箱根仙石原あたりのルネ・ラリック美術館には相当数のラリックの作品が収められています。

彼はアールヌーボーからアール・デコの時代に象徴的な活躍をした人で、装飾品から壺、シャンデリアにお風呂のガラスの仕切りもありました。

傍らにはオリエント急行列車のカフェもあって、彼はこの列車や豪華客船ノルマンディー号の内装なども手掛けたらしいです。

ラリックと同時代のチェコの誇る人気作家、アルフォンス・ミッシャのポスターも二枚だけ展示されていました。

ラリックもミッシャも当時大人気の女優サラ・ベルナールの仕事をして有名になったつながりの展示のようです。

サラ・ベルナールの舞台ポスターを描いて有名になったミッシャですが、ベルナールから急遽ポスターの注文が入った年の瀨、主だったデザイナーが休暇に入っていたため、印刷工として働いていたミッシャが描いた、かの出世作「ジスモンダ」をベルナールが気に入り、それで専属の五年契約を結んで、あとはものすごい数の彼の作品ですが、一躍人気作家となります。

その後はアメリカで活躍した時期もありますが、晩年は故郷のチェコに帰り、20枚の大作「スラブ叙事詩」を完成させます。

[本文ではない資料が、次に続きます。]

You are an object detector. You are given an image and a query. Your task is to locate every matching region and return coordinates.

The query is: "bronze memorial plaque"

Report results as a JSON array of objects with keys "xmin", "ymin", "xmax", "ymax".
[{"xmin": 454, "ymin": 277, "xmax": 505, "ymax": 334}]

この連作は来月8日からたしか、六本木の国立新美術館で、全て展示されます。

チェコ以外で、一度に20点全て展示されるのは日本が世界で初めてだそうで、ほんとに日本てすごいな、と思いますね。

さて、冒頭画像の男性の頭ですが、これはなんと、サラ・ベルナールの作品。彼女はいろいろな手段で表現したい才能豊かな人だったそうで、二週間ほど習ってこの作品を作ってしまったそうです。

削ったり足したりで形造る塑像というのですかね。

声がとても良い女優さんだったようで舞台なら、遠目の目鼻より全体の姿と声の良さが肝心ですよね。

まさか箱根でこんなものが観れるとは、この度のラリック美術館で一番感心した作品です。

ミッシャのポスターは綺麗すぎるというか軽い感じであまり好きではないですが、スラブ叙事詩はすごいらしいですから必ず観に行きます。